PURISTA 2.2.0 is a stabilization release focused on one core goal: higher correctness through stronger schema and type handling, without sacrificing developer ergonomics.

Release Highlights

  • Migrated schema foundations to StandardSchema and aligned validation behavior across core paths
  • Completed migration to Zod v4 and switched export generation to native z.toJSONSchema
  • Removed many unsafe casts and reduced accidental any usage across core, CLI, adapters, and tests
  • Updated CLI generation defaults to emit safer unknown payload schemas where payloads are intentionally open
  • Fixed multiple reliability issues in bridges and stores (unregister semantics, error handling, edge-case response behavior)
  • Added a new official secret store module: @purista/vault-secret-store
  • Updated examples and handbook sections so docs and code snippets match the current implementation
  • Improved release automation with both publish and dry-run workflows

Schema and Type-System

The largest set of changes in this branch is around schema/type infrastructure.

Standardized schema model

The framework moved from custom schema adapter behavior to a StandardSchema-oriented model.
This removes special-case drift and makes schema transformations more predictable across packages.

Native Zod schema export

Custom schema-export internals were replaced with native z.toJSONSchema.
This simplifies maintenance and aligns generated OpenAPI structures with official Zod behavior.

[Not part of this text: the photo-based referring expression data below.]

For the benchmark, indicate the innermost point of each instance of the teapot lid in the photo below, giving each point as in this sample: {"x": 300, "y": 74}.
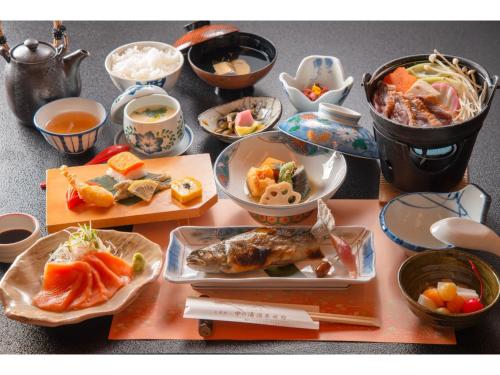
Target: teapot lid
{"x": 201, "y": 31}
{"x": 32, "y": 51}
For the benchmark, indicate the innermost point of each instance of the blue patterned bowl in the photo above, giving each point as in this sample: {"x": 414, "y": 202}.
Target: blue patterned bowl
{"x": 334, "y": 128}
{"x": 325, "y": 169}
{"x": 75, "y": 143}
{"x": 407, "y": 219}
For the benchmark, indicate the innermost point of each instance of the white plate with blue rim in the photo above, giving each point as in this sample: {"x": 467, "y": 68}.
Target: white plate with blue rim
{"x": 183, "y": 240}
{"x": 180, "y": 148}
{"x": 407, "y": 219}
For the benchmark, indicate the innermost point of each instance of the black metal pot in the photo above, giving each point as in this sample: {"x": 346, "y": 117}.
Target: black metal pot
{"x": 425, "y": 159}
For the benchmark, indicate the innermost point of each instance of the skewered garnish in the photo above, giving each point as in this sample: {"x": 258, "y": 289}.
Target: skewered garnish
{"x": 315, "y": 91}
{"x": 91, "y": 194}
{"x": 186, "y": 189}
{"x": 138, "y": 262}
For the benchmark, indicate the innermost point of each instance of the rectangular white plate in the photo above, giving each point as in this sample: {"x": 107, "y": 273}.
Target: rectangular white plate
{"x": 183, "y": 240}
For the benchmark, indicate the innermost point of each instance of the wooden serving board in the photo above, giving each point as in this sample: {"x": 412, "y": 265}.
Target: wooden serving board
{"x": 387, "y": 191}
{"x": 161, "y": 207}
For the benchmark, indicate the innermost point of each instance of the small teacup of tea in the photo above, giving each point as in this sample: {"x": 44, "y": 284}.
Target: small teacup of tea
{"x": 153, "y": 124}
{"x": 71, "y": 125}
{"x": 18, "y": 231}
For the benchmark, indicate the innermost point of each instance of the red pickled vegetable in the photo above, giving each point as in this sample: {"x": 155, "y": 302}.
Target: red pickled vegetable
{"x": 472, "y": 305}
{"x": 315, "y": 91}
{"x": 72, "y": 198}
{"x": 401, "y": 79}
{"x": 345, "y": 254}
{"x": 101, "y": 157}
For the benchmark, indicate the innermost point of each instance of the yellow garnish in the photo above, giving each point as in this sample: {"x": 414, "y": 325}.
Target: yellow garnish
{"x": 186, "y": 189}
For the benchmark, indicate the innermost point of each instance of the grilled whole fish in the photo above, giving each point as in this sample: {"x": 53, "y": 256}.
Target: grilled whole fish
{"x": 256, "y": 250}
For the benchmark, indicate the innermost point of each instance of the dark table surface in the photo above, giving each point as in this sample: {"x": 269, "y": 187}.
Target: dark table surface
{"x": 361, "y": 46}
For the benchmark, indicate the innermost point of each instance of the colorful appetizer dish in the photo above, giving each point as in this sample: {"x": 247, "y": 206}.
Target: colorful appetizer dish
{"x": 78, "y": 274}
{"x": 319, "y": 79}
{"x": 234, "y": 256}
{"x": 237, "y": 119}
{"x": 144, "y": 63}
{"x": 71, "y": 125}
{"x": 233, "y": 61}
{"x": 128, "y": 190}
{"x": 324, "y": 171}
{"x": 427, "y": 112}
{"x": 397, "y": 218}
{"x": 449, "y": 288}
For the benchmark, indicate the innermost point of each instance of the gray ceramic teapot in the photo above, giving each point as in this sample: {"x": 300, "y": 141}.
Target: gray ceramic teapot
{"x": 38, "y": 72}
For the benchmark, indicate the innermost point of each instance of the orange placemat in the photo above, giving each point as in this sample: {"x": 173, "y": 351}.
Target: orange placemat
{"x": 157, "y": 312}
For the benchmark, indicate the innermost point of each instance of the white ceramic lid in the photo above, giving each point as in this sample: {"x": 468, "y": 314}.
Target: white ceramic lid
{"x": 133, "y": 92}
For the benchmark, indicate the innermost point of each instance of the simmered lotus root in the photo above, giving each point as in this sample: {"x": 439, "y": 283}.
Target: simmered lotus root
{"x": 280, "y": 194}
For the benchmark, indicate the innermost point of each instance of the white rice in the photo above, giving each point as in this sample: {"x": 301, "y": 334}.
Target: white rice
{"x": 132, "y": 175}
{"x": 144, "y": 63}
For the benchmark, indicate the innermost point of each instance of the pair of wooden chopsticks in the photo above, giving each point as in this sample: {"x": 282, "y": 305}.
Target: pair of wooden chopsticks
{"x": 358, "y": 320}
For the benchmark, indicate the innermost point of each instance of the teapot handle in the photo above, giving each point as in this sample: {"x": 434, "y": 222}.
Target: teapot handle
{"x": 3, "y": 39}
{"x": 58, "y": 34}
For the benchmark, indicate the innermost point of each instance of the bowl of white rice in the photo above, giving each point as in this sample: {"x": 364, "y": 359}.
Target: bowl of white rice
{"x": 144, "y": 63}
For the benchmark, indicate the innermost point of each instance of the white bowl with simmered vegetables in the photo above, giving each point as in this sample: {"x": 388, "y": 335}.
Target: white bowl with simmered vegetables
{"x": 276, "y": 178}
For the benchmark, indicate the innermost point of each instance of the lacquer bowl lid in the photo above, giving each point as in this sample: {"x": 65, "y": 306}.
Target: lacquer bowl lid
{"x": 333, "y": 127}
{"x": 201, "y": 31}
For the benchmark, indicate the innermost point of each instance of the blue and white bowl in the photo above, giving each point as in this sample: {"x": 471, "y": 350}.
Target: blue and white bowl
{"x": 407, "y": 219}
{"x": 326, "y": 171}
{"x": 325, "y": 70}
{"x": 75, "y": 143}
{"x": 166, "y": 82}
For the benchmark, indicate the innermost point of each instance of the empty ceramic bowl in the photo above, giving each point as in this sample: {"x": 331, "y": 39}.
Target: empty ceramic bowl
{"x": 427, "y": 268}
{"x": 407, "y": 219}
{"x": 70, "y": 143}
{"x": 325, "y": 70}
{"x": 18, "y": 231}
{"x": 165, "y": 81}
{"x": 325, "y": 170}
{"x": 266, "y": 110}
{"x": 258, "y": 52}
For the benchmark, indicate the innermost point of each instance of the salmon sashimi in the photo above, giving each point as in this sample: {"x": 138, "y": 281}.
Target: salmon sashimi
{"x": 62, "y": 283}
{"x": 111, "y": 281}
{"x": 115, "y": 264}
{"x": 90, "y": 281}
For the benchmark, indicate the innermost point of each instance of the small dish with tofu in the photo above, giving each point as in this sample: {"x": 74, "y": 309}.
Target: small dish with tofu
{"x": 273, "y": 165}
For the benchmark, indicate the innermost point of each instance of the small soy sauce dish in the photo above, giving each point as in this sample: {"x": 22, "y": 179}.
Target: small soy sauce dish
{"x": 18, "y": 231}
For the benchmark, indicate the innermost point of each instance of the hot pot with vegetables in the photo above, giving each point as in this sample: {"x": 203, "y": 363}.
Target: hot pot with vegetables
{"x": 427, "y": 112}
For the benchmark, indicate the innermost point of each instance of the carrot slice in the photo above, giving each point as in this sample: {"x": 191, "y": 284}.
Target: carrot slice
{"x": 401, "y": 79}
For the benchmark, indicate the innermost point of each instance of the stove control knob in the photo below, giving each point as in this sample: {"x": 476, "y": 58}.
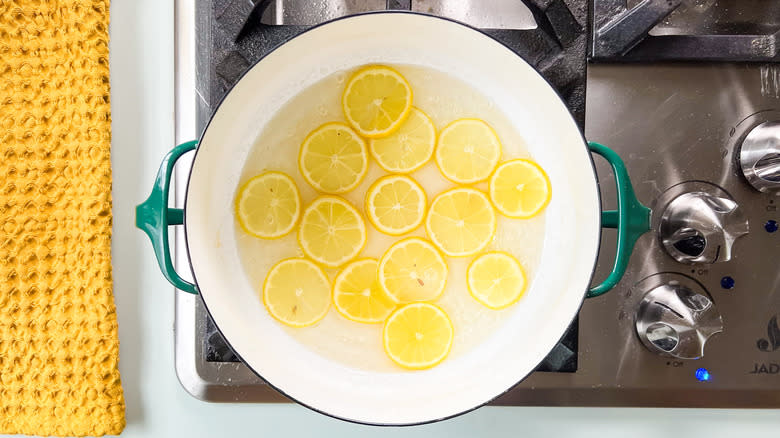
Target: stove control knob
{"x": 701, "y": 226}
{"x": 759, "y": 157}
{"x": 673, "y": 320}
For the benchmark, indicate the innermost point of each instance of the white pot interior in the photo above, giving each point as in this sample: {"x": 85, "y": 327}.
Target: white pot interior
{"x": 536, "y": 324}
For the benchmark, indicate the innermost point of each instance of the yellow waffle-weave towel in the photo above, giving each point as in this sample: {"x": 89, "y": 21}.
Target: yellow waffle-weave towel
{"x": 58, "y": 332}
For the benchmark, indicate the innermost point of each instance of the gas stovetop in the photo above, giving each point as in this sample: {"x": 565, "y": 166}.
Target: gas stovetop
{"x": 688, "y": 95}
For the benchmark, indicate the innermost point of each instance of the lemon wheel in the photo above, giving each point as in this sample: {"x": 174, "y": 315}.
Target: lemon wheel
{"x": 296, "y": 292}
{"x": 332, "y": 231}
{"x": 418, "y": 336}
{"x": 467, "y": 151}
{"x": 333, "y": 158}
{"x": 496, "y": 280}
{"x": 519, "y": 189}
{"x": 412, "y": 270}
{"x": 357, "y": 295}
{"x": 408, "y": 148}
{"x": 395, "y": 204}
{"x": 461, "y": 221}
{"x": 376, "y": 101}
{"x": 268, "y": 205}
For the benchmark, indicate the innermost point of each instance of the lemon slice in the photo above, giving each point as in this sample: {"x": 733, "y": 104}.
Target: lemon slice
{"x": 332, "y": 231}
{"x": 376, "y": 101}
{"x": 296, "y": 292}
{"x": 496, "y": 280}
{"x": 467, "y": 151}
{"x": 412, "y": 270}
{"x": 395, "y": 204}
{"x": 333, "y": 158}
{"x": 357, "y": 294}
{"x": 519, "y": 189}
{"x": 268, "y": 205}
{"x": 408, "y": 148}
{"x": 418, "y": 336}
{"x": 461, "y": 221}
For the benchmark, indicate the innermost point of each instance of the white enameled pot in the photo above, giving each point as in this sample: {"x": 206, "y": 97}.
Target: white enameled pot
{"x": 571, "y": 244}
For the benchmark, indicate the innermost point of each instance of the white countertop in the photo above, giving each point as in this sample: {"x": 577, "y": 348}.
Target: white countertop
{"x": 142, "y": 99}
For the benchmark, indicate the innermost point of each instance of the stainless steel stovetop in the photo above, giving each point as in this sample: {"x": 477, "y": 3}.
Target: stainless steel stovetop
{"x": 687, "y": 92}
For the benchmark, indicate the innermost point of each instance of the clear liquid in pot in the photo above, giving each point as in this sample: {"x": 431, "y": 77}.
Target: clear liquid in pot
{"x": 444, "y": 99}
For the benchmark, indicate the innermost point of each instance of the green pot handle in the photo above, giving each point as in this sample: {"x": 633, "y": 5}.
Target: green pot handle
{"x": 153, "y": 217}
{"x": 632, "y": 219}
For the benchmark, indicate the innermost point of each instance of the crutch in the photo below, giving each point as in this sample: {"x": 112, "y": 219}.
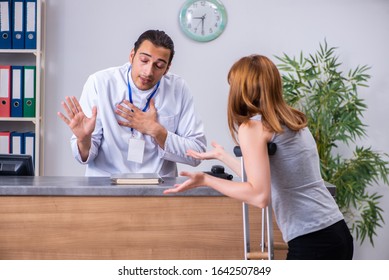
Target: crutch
{"x": 267, "y": 242}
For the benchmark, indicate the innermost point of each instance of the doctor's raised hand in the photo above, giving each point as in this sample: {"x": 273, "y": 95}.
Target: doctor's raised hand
{"x": 81, "y": 126}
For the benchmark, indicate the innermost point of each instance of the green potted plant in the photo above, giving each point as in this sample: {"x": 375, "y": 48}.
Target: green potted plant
{"x": 316, "y": 85}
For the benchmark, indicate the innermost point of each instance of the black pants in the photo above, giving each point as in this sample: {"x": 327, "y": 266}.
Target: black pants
{"x": 332, "y": 243}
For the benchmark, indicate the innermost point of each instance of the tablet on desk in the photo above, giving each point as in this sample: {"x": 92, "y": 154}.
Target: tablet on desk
{"x": 136, "y": 179}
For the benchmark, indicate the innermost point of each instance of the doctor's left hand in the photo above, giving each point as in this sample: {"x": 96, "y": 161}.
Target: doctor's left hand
{"x": 136, "y": 118}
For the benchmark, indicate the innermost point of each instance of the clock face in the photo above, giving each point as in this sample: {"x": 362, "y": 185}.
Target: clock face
{"x": 203, "y": 20}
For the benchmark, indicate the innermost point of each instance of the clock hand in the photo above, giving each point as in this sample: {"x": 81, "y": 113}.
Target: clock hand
{"x": 202, "y": 24}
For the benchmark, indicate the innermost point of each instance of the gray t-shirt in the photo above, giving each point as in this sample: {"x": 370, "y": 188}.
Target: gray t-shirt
{"x": 301, "y": 202}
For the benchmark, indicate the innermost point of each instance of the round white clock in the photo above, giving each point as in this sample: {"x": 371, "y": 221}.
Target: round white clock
{"x": 203, "y": 20}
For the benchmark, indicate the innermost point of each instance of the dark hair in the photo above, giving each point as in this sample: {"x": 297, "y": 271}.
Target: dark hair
{"x": 158, "y": 38}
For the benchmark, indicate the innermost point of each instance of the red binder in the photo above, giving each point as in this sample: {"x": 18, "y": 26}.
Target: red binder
{"x": 5, "y": 91}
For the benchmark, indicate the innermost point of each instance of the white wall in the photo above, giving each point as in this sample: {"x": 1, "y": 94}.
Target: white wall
{"x": 85, "y": 36}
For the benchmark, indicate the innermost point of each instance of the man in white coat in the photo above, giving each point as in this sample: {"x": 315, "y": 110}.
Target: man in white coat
{"x": 135, "y": 118}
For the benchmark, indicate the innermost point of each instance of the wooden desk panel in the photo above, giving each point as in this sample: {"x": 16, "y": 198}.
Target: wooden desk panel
{"x": 71, "y": 227}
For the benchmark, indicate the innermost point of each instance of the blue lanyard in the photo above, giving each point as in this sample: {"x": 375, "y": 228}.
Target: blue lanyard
{"x": 130, "y": 91}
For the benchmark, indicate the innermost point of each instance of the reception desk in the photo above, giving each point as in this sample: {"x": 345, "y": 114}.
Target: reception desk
{"x": 88, "y": 218}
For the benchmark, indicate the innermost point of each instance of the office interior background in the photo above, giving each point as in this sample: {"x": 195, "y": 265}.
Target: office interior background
{"x": 86, "y": 36}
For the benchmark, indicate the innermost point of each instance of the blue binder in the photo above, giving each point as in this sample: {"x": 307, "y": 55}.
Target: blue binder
{"x": 17, "y": 90}
{"x": 5, "y": 24}
{"x": 30, "y": 24}
{"x": 17, "y": 143}
{"x": 18, "y": 26}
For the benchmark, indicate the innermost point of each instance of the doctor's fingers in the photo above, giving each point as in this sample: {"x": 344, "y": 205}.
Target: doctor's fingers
{"x": 73, "y": 104}
{"x": 62, "y": 117}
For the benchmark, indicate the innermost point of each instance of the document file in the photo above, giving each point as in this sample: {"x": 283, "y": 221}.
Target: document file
{"x": 30, "y": 39}
{"x": 5, "y": 91}
{"x": 16, "y": 91}
{"x": 5, "y": 24}
{"x": 29, "y": 144}
{"x": 18, "y": 26}
{"x": 17, "y": 143}
{"x": 5, "y": 142}
{"x": 29, "y": 92}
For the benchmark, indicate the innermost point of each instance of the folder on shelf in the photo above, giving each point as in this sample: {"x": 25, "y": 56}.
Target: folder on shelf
{"x": 30, "y": 24}
{"x": 17, "y": 143}
{"x": 5, "y": 91}
{"x": 16, "y": 91}
{"x": 29, "y": 144}
{"x": 5, "y": 137}
{"x": 29, "y": 92}
{"x": 5, "y": 24}
{"x": 18, "y": 26}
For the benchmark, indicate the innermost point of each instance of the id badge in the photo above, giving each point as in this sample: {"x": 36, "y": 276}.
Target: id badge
{"x": 136, "y": 149}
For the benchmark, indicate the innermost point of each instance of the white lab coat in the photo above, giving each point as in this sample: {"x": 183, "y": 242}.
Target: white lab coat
{"x": 175, "y": 107}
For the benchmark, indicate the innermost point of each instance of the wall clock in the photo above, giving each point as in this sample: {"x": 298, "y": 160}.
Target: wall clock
{"x": 203, "y": 21}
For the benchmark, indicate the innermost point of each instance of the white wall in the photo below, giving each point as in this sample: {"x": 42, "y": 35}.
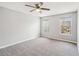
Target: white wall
{"x": 16, "y": 27}
{"x": 53, "y": 30}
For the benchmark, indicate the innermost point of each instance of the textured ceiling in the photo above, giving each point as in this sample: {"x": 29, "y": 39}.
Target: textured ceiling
{"x": 56, "y": 7}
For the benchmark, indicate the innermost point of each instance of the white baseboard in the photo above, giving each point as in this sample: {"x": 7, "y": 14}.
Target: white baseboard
{"x": 62, "y": 40}
{"x": 17, "y": 42}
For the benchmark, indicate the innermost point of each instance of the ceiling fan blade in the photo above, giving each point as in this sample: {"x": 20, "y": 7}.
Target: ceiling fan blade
{"x": 41, "y": 3}
{"x": 30, "y": 6}
{"x": 32, "y": 10}
{"x": 44, "y": 8}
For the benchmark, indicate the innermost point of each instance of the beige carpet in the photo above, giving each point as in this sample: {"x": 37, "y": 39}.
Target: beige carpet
{"x": 41, "y": 47}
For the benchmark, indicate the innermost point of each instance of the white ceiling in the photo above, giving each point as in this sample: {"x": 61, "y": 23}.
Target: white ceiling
{"x": 55, "y": 7}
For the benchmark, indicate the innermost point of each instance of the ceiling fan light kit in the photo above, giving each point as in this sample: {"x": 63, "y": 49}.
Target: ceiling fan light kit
{"x": 37, "y": 7}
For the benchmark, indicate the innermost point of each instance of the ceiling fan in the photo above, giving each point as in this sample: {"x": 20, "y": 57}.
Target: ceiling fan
{"x": 38, "y": 7}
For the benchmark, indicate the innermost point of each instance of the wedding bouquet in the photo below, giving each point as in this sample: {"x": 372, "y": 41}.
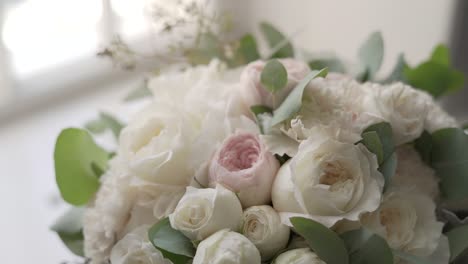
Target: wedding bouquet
{"x": 275, "y": 160}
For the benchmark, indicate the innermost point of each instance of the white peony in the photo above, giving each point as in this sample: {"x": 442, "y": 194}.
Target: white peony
{"x": 226, "y": 247}
{"x": 327, "y": 181}
{"x": 253, "y": 91}
{"x": 413, "y": 173}
{"x": 202, "y": 212}
{"x": 404, "y": 107}
{"x": 135, "y": 248}
{"x": 407, "y": 220}
{"x": 262, "y": 225}
{"x": 298, "y": 256}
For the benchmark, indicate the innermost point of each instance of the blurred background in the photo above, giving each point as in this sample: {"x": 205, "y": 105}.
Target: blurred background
{"x": 51, "y": 78}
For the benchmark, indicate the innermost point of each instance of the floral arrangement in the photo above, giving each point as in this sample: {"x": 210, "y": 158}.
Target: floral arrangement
{"x": 274, "y": 159}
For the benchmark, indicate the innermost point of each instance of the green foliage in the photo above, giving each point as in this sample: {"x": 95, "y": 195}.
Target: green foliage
{"x": 323, "y": 241}
{"x": 172, "y": 243}
{"x": 292, "y": 104}
{"x": 378, "y": 139}
{"x": 365, "y": 247}
{"x": 105, "y": 122}
{"x": 371, "y": 55}
{"x": 277, "y": 41}
{"x": 274, "y": 76}
{"x": 435, "y": 75}
{"x": 75, "y": 155}
{"x": 140, "y": 92}
{"x": 69, "y": 228}
{"x": 458, "y": 241}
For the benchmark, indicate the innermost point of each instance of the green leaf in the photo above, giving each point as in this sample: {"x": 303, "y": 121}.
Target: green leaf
{"x": 388, "y": 163}
{"x": 434, "y": 78}
{"x": 274, "y": 76}
{"x": 103, "y": 123}
{"x": 441, "y": 55}
{"x": 69, "y": 228}
{"x": 74, "y": 156}
{"x": 367, "y": 248}
{"x": 458, "y": 241}
{"x": 141, "y": 91}
{"x": 172, "y": 243}
{"x": 372, "y": 142}
{"x": 333, "y": 64}
{"x": 449, "y": 158}
{"x": 248, "y": 50}
{"x": 292, "y": 104}
{"x": 323, "y": 241}
{"x": 277, "y": 41}
{"x": 371, "y": 54}
{"x": 424, "y": 146}
{"x": 397, "y": 74}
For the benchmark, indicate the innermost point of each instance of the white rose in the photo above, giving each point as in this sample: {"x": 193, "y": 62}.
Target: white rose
{"x": 225, "y": 247}
{"x": 412, "y": 172}
{"x": 135, "y": 248}
{"x": 202, "y": 212}
{"x": 327, "y": 181}
{"x": 407, "y": 220}
{"x": 253, "y": 91}
{"x": 298, "y": 256}
{"x": 262, "y": 225}
{"x": 156, "y": 145}
{"x": 437, "y": 118}
{"x": 105, "y": 219}
{"x": 404, "y": 107}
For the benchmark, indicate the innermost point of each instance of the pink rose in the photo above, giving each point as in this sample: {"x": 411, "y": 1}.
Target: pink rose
{"x": 253, "y": 91}
{"x": 243, "y": 165}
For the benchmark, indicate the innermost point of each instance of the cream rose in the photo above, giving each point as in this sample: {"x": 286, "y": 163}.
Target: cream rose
{"x": 135, "y": 248}
{"x": 407, "y": 220}
{"x": 243, "y": 165}
{"x": 253, "y": 91}
{"x": 298, "y": 256}
{"x": 226, "y": 247}
{"x": 262, "y": 225}
{"x": 202, "y": 212}
{"x": 328, "y": 181}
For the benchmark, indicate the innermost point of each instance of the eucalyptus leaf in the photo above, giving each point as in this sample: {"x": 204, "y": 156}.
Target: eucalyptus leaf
{"x": 323, "y": 241}
{"x": 371, "y": 54}
{"x": 397, "y": 74}
{"x": 449, "y": 158}
{"x": 140, "y": 92}
{"x": 458, "y": 241}
{"x": 74, "y": 156}
{"x": 333, "y": 64}
{"x": 367, "y": 248}
{"x": 172, "y": 243}
{"x": 277, "y": 41}
{"x": 292, "y": 104}
{"x": 69, "y": 227}
{"x": 274, "y": 76}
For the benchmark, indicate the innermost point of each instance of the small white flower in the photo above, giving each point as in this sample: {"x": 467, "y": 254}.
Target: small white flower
{"x": 407, "y": 220}
{"x": 298, "y": 256}
{"x": 202, "y": 212}
{"x": 135, "y": 248}
{"x": 226, "y": 247}
{"x": 262, "y": 225}
{"x": 327, "y": 181}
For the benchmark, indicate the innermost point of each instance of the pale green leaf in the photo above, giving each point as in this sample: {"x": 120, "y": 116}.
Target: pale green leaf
{"x": 277, "y": 41}
{"x": 292, "y": 104}
{"x": 323, "y": 241}
{"x": 75, "y": 152}
{"x": 274, "y": 76}
{"x": 172, "y": 243}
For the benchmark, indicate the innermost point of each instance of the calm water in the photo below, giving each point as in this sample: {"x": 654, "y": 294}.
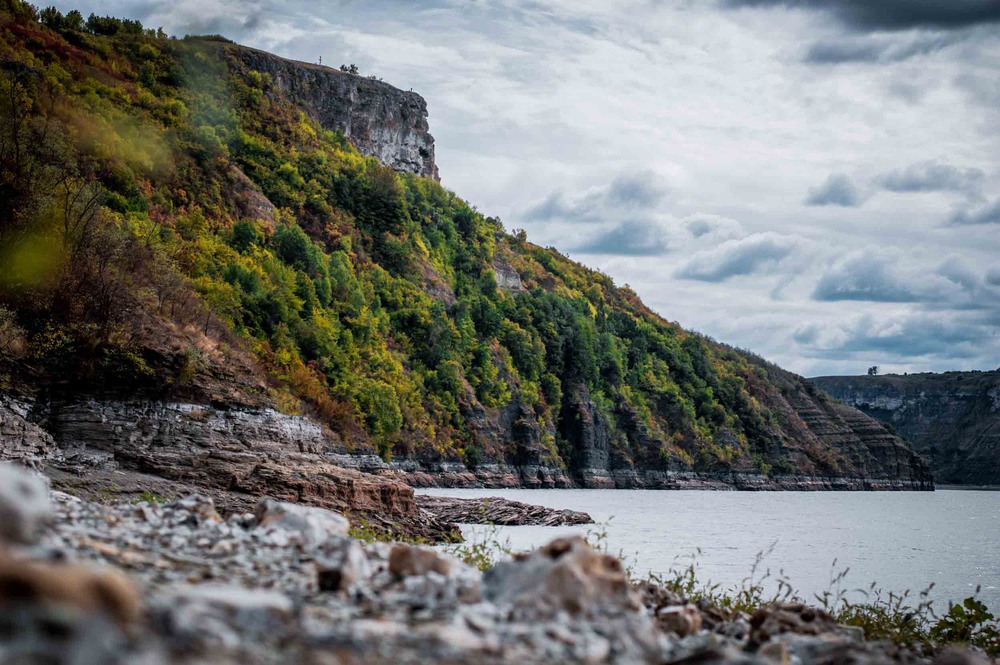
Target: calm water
{"x": 902, "y": 540}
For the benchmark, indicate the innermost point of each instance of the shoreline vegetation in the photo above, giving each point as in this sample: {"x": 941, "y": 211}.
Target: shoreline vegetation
{"x": 906, "y": 619}
{"x": 161, "y": 581}
{"x": 202, "y": 236}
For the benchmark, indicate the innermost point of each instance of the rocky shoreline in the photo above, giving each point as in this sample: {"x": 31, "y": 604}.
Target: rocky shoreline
{"x": 498, "y": 511}
{"x": 82, "y": 582}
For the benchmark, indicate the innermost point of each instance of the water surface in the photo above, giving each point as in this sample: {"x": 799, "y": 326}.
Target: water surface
{"x": 900, "y": 540}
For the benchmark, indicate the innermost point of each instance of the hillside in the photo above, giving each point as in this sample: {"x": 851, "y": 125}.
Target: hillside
{"x": 953, "y": 419}
{"x": 238, "y": 271}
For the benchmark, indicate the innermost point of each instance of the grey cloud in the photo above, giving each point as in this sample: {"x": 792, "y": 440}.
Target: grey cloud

Better type safety by default

Across core, CLI, and examples, types were tightened to avoid silent any regressions:

  • stricter builder, command invoke, and bridge client typing
  • safer transform/validation helper typing and error-path typing
  • command/subscription schema defaults now prefer unknown instead of any for intentionally open payload shapes
  • improved JSDoc and API hints for better IDE autocomplete and safer refactoring
  • stronger protection for service definition arrays and generated CLI artifacts

Runtime Reliability

In parallel with type-system work, this release includes production-focused runtime fixes:

  • event bridge command/subscription wiring and error normalization improvements
  • reliable unsubscribe/unregister handling in MQTT and NATS bridges
  • stricter typed error handling in store adapters (AWS, Azure, GCloud, Infisical, Dapr and others)
  • HTTP bridge request/response handling fixes for required query params and null/no-content cases
  • consistent handling of canonical generateEventBridgeClient naming while keeping compatibility aliases documented as deprecated

New Vault Secret Store Module

@purista/vault-secret-store is now part of the official ecosystem and provides a typed adapter for HashiCorp Vault.

It supports:

  • get/set/remove secret operations through the common PURISTA secret-store interface
  • optional in-memory caching via standard store config
  • KV v2-compatible read/write/delete behavior

Examples and Documentation

Examples and handbook chapters were updated to reflect current implementation patterns, with special attention to:

  • services, commands, and subscriptions
  • resource injection into command/subscription context
  • event bridge and webserver setup
  • CLI usage, generated artifacts, and definition list typing
  • migration from deprecated webserver package usage toward @purista/hono-http-server

Release Engineering and CI

Release automation is now more deterministic and CI-friendly.

The release sequence is now explicit:

  1. run tests
  2. run build
  3. bump root + workspace versions
  4. update package src/version.ts
  5. rebuild
  6. regenerate changelog and docs (including API docs)
  7. publish and create release artifacts (or use the dry-run workflow)

This reduces release drift and enables safer preflight verification before publishing.

Final Notes

If you are already on PURISTA 2.1.x, this release is designed to be a pragmatic upgrade path with better type safety and more predictable runtime behavior.

The strongest recommendation for teams upgrading: regenerate and re-check service artifacts with the CLI so generated types and definition lists match the new defaults.